Hot and bothered: Provocative ideas from around the web
The British Isles get a lot of wind, and they've used that natural endowment to produce a lot of renewable energy. Now, General Electric is installing the world's largest turbines (260 metres tall) in an area off the Yorkshire coast called Dogger Bank, soon to be the world's largest wind farm.
A Guardian article explores the idea of "secret sustainability" — namely, companies that have managed to make their manufacturing processes more energy- or resource-efficient, and thus better for the planet, but haven't gone public about it.
'We're looking for common ground': Canadian scientist and 'Champion of the Earth' on talking to climate skeptics
Katharine Hayhoe is a Canadian climate scientist with a big voice. A professor at Texas Tech University's department of political science and director of the university's Climate Center, Hayhoe has been fervent in communicating the challenges and reality of climate change, as well as the solutions to limiting global warming to 2 C above the pre-industrial average.
Hayhoe's work recently earned her the United Nations 2019 Champions of the Earth award. Nicole Mortillaro spoke to her about the challenges of communicating the realities of climate change.
What are the biggest hurdles for you in getting the message out about climate change?
There is a massively funded and very intelligent disinformation campaign that is trying to muddy the waters on everything that we do. So it is really kind of like the Girl Guides trying to fight the Marines here.
When we first started, we [were] naive. We thought, well, surely the truth will win if we just tell people the truth. But it's such a highly politically polarized topic. And sadly, it isn't just limited to the U.S. anymore. In Canada, it's becoming increasingly politically polarized as well.
Why do you think it's become politicized?
It's become politicized because, if you go to Wikipedia and you just run your eyes down the list of the richest corporations in the world, No. 1 is Walmart. After Walmart, you have petroleum, petroleum, petroleum, energy, energy, petroleum, petroleum, energy, petroleum. So, we are talking about solutions that are overall beneficial for almost everybody on this planet, with one exception. And the one exception are the industries that currently hold the balance of power and wealth in this world.
Can you change people's minds with facts?
Facts are not what change people's minds because people have made the rejection of climate change part of their personal identity. And so changing their mind about climate change would require them to change their idea of who they are…
People don't truly have a problem with basic science, because if they did, they would also be rejecting stoves and fridges and airplanes. What they have a problem with is not the actual science. They have a problem with the perceived solution. We see the solution to be liberal, to be socialist, to be — as [former prime minister Stephen] Harper famously put it — the economy versus the environment. We see the only solutions to be harmful and punitive and potentially even worse than the impact, especially in Canada, where many people feel, "Isn't warmer better?"
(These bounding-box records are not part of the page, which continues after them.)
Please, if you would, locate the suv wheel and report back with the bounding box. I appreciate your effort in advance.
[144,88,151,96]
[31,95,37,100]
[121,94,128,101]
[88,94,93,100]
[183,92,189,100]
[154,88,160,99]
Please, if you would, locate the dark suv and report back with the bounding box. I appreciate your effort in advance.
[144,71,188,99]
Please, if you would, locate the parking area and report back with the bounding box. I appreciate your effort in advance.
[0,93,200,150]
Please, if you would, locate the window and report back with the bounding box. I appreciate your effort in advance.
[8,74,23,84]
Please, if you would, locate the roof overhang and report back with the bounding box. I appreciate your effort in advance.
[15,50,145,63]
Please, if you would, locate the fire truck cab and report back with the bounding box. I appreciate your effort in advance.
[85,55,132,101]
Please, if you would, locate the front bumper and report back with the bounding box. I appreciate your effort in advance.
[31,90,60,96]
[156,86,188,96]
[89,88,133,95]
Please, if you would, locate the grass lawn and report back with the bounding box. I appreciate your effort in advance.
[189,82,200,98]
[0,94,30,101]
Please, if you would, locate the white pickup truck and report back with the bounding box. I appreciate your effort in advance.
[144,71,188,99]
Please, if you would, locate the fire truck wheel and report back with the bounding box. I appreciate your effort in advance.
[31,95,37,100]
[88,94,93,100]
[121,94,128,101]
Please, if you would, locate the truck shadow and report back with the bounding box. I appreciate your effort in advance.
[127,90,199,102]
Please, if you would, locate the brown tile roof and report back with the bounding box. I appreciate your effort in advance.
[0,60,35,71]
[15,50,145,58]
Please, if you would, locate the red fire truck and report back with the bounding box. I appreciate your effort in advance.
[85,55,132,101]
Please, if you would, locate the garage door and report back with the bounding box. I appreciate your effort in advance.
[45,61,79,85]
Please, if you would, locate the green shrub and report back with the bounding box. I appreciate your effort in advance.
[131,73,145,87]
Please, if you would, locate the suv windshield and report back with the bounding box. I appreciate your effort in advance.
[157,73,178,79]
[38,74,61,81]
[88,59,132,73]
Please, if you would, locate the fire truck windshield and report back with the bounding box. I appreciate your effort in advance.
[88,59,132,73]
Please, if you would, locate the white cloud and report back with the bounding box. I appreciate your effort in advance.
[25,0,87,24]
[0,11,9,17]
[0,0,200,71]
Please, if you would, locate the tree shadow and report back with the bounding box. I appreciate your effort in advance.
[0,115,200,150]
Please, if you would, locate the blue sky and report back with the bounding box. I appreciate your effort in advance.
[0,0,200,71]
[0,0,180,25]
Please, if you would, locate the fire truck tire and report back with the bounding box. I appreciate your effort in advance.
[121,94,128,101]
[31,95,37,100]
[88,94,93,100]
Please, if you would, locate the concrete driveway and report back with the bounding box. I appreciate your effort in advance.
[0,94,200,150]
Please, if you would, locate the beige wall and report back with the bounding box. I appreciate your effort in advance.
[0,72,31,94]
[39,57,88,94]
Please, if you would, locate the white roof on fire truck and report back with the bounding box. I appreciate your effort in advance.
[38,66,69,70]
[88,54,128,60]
But the reality is, there are many solutions that are extremely beneficial, that help us improve air quality, reduce our water use, grow the economy, grow local jobs.
What bothers you the most about climate change science communication?
If we want to have constructive, positive conversations that move the dialogue along, we have to begin that conversation with what we most agree with, with that person, or those people or that organization, rather than what we disagree with her about. Not the Bill Nye approach, but rather the approach where we're looking for common ground.
Those of us who are doing it, it is not part of our job description. It is not part of our daily routine, it is something that we're doing … above and beyond what we're actually doing in terms of our teaching and our research and our service. And it is a woefully, woefully under-supported and underfunded initiative.
This interview has been edited and condensed.